We have a Production ready Meteor app (Angular-Meteor) and are testing it out.

Here’s a little info about our application:
People can create video groups and invite others. They can have a discussion about the video via messages and replies. The Application is hosted in the google app engine with 2GB RAM and 1-3 instances.

When there are around 10 users simultaneously working on a video group, it works fine for the first 5-10mins and then there is a sudden spike of the number of hosts from 10 to 500. I checked this out on Kadira (Monti APM). The app crashes for a good 5-10min. People can still navigate, but they cannot add anything.

Predominant errors are:

[client] Error: Uncaught Error: INVALID_STATE_ERR

[method] Error: You’ve been logged out by the server. Please log in again. [403]

[method] Error: Error, too many requests. Please slow down. You must wait 7 seconds before trying again. [too-many-requests]

I have added Kadira screenshot. Can someone please help me shed some light on what might be going wrong.
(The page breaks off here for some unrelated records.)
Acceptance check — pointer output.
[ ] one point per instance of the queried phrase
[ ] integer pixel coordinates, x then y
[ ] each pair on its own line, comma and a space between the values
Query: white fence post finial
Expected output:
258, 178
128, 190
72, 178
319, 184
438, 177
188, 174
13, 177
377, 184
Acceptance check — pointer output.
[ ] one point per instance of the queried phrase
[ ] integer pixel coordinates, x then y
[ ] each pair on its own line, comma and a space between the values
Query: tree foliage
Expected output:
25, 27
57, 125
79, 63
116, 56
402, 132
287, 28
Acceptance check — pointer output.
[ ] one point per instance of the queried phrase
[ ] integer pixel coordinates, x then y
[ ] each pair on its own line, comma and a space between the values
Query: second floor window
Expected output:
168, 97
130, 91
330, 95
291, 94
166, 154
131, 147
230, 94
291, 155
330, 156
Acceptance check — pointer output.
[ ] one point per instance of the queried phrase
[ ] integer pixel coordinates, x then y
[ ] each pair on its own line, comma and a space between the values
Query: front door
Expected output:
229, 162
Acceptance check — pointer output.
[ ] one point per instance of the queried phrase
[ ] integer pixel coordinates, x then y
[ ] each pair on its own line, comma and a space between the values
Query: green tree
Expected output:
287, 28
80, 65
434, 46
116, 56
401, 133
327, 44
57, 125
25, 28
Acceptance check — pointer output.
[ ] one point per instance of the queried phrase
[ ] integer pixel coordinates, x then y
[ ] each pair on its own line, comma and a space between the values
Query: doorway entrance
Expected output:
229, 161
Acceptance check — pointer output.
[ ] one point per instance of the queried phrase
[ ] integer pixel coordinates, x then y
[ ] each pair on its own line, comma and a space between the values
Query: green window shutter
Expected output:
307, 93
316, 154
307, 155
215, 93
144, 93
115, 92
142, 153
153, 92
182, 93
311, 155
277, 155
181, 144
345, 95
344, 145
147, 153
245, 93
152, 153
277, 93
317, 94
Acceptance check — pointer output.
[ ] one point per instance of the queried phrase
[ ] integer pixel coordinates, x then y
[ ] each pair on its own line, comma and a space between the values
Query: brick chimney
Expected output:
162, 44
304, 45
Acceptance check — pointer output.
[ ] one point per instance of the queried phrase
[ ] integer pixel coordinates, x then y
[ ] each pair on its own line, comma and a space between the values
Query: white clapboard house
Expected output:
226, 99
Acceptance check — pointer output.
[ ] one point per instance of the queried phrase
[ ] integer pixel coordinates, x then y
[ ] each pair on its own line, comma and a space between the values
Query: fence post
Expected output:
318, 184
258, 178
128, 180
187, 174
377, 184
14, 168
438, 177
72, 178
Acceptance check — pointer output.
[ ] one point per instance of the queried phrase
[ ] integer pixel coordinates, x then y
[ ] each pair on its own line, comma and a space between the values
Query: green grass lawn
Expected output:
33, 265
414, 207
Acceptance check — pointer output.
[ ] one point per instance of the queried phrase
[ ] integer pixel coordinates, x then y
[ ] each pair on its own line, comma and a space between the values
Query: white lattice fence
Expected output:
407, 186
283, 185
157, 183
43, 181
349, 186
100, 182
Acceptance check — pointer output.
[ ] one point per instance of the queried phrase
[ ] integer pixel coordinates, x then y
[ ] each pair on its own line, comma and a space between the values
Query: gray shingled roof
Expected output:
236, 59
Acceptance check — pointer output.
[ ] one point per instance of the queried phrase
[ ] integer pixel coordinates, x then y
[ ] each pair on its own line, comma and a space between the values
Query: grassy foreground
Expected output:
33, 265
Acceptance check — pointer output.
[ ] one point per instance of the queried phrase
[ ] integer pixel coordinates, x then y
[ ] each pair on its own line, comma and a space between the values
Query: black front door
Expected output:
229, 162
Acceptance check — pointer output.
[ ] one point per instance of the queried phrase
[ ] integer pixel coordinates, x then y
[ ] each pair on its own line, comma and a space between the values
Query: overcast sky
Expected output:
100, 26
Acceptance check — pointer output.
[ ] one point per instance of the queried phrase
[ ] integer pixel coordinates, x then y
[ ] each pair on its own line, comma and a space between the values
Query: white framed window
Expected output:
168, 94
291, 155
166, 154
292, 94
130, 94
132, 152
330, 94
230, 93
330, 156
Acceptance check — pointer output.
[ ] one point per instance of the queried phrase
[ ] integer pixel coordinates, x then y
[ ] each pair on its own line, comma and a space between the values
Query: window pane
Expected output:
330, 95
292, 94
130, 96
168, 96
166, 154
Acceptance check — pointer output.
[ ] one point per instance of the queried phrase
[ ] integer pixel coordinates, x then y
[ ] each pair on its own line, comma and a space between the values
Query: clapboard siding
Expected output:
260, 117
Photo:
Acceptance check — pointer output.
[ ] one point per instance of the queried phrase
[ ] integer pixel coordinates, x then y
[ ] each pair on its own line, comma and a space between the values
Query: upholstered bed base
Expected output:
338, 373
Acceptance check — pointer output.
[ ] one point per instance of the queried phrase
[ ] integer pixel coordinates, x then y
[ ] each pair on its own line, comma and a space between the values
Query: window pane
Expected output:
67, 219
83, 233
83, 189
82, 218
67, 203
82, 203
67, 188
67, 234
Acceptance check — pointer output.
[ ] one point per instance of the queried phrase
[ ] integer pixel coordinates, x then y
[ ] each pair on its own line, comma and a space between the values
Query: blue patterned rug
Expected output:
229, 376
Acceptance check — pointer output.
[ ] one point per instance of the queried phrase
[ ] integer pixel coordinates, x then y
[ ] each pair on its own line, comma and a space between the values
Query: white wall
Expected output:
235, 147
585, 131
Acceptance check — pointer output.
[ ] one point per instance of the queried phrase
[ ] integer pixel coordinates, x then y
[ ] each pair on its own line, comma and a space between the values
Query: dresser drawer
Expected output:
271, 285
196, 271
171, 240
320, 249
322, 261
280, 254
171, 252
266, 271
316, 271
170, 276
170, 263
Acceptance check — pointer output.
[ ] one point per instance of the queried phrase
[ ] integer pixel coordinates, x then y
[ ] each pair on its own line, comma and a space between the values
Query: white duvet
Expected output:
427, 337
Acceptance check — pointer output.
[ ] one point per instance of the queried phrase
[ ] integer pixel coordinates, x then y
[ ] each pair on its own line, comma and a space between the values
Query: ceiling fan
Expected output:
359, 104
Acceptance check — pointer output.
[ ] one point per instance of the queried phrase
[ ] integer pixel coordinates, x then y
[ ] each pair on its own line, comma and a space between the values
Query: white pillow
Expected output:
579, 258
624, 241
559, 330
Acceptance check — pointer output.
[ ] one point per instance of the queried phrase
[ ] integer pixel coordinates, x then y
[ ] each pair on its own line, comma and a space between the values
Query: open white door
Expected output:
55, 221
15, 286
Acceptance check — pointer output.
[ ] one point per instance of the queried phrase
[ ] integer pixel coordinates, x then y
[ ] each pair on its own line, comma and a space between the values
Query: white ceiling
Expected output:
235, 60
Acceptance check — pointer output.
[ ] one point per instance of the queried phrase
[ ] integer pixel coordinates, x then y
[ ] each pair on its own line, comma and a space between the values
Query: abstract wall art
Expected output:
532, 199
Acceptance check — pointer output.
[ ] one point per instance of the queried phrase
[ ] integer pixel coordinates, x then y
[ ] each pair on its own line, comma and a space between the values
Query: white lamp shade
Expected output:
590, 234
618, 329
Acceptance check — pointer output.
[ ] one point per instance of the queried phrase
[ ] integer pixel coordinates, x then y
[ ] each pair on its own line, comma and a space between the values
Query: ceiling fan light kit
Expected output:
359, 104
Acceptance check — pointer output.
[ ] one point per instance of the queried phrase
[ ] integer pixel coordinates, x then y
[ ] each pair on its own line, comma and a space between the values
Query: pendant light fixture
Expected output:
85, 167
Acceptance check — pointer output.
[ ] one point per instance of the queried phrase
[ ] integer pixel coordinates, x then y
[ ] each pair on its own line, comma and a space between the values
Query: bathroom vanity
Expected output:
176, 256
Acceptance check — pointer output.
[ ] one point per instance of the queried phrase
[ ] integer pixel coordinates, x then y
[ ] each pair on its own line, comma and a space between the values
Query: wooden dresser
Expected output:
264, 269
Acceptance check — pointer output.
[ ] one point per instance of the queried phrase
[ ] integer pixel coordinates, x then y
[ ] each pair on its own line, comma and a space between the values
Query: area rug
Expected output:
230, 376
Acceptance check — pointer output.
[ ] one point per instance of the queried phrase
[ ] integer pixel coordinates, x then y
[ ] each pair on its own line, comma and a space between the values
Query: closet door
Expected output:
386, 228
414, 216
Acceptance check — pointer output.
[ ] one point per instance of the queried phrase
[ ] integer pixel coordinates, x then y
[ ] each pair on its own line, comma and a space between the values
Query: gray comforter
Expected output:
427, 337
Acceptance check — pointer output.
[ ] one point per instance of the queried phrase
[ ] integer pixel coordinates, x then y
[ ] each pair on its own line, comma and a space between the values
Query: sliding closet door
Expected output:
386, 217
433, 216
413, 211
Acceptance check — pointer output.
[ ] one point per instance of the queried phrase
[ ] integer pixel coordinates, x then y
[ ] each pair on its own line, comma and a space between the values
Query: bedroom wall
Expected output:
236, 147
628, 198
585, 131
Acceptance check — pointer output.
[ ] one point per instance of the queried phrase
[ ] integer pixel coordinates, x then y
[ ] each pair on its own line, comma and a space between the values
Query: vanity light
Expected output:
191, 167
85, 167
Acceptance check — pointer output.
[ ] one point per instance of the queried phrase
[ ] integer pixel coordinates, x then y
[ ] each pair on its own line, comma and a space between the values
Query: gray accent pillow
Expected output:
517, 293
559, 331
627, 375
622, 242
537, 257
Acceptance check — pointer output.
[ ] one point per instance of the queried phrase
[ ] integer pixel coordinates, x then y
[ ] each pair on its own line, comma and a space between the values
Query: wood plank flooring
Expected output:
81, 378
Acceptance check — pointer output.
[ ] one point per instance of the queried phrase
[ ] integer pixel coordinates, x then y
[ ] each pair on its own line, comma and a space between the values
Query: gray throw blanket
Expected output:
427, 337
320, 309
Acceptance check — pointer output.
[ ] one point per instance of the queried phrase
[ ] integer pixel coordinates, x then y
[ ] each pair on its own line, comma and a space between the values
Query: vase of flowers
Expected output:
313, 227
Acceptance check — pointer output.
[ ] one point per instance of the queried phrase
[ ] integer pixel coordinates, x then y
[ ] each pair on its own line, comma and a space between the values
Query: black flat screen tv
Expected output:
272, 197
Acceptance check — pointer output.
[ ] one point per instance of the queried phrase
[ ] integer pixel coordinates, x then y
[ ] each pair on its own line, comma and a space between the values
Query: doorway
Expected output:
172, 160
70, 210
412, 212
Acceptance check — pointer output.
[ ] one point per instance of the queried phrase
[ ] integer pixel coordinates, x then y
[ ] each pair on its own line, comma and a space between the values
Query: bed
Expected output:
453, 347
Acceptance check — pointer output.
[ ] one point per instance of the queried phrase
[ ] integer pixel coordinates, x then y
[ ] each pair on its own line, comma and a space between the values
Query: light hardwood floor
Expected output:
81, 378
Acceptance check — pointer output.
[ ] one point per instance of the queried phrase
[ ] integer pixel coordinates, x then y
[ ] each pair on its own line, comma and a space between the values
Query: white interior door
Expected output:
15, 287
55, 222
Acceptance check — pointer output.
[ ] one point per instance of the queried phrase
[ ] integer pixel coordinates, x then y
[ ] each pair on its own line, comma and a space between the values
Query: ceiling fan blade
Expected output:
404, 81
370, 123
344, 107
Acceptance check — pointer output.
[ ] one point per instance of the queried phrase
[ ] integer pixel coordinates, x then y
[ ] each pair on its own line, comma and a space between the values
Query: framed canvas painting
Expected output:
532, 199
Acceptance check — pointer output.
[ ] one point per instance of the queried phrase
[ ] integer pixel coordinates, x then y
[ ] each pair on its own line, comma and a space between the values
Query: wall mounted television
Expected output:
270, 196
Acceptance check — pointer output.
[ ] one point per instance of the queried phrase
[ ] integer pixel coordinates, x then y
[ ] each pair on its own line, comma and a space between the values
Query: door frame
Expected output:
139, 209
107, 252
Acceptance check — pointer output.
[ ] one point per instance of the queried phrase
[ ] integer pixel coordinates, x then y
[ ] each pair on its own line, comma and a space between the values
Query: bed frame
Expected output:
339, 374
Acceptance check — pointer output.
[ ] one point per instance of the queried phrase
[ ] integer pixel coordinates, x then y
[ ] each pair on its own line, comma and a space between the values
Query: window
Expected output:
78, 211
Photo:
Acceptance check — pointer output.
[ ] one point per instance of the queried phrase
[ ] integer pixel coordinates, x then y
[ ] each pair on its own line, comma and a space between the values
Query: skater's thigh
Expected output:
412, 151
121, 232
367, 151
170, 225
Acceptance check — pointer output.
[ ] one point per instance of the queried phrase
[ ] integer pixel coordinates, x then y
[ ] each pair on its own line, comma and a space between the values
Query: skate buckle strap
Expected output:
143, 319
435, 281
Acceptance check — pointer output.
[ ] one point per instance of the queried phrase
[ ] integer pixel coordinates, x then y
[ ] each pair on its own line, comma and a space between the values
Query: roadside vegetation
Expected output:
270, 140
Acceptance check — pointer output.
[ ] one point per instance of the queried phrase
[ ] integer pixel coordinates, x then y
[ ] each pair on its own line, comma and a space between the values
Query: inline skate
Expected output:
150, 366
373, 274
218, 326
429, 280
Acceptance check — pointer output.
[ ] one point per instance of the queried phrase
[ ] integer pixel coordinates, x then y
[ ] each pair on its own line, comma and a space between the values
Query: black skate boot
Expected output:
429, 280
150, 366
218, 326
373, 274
That spike is not the number of hosts, it’s the number of sessions. Kadira is reporting a burst from 10 all the way to 400+ sessions. A quick burst like that could max out the CPU since the server get busy creating those observers for your pub/sub, so it could be CPU bottleneck.

But why those sessions are going up to 400+ if you only expecting 10 users?

That’s what I am wondering too. What I do know for sure is there are only 10 users accessing our application, not 400+ users.

Do those errors leave any clue ?


Thank you.

It’s really hard to tell. Either the session count from Kadira is off (I’ve personally never experienced that) or there is something really generating that traffic burst to the host.

You’ll need to do some loading testing on a test environment to isolate the issue. To start with, you can deploy a host and just hit with multiple tabs and see how it behaves, 10 users usage is relatively easy to replicate. When I did the load testing I’ve used Google Puppeteer scripts to simulate thousands o session (4k+).

1 Like

Do you use any iframes in your app?

Do you use Mongo Atlas? Or do you have any monitoring tools, graphs for your Mongo? If I was in this situation I would check the number of sessions at the Mongo end too.

We do, but I didn’t find any issues there, so didn’t bring it up. Here is the screenshot of it. The issue occurred where I pointed my cursor.

Yes, a youtube player.

I’ve had weird stuff like this happen when I’ve inadvertently created a reactivity loop - change something that kicks off something reactively that changes something that kicks off something reactively etc.

Maybe scan your code for where that could happen near session creation?

Looks like this is an issue with App Engine Scaling :roll_eyes:
I have adjusted cpu_utilization from 0.8 to 0.7 and it seems to work great.

I will do a test with 10 users just like last time and will keep you posted.

I really appreciate the quick response and support from you guys :hugs:

To me it looks more like code issues. I feel you have too many observers for those 10 users. In the Methods response time you have a sudden increase of response time but probably as a result of the load due to observers.
So if your average number of observers per user is 250, I guess your app limit is 10 users :). I think this part of documentation should help you a lot in understanding what is going on, particularly the reusability of observers.

Well the weird thing about this case is that it’s not only the number of observers that is jumping but also the number of sessions. It seems something was hitting the server and creating more socket connections and from @srman comment above, it could be related to App Engine Scaling.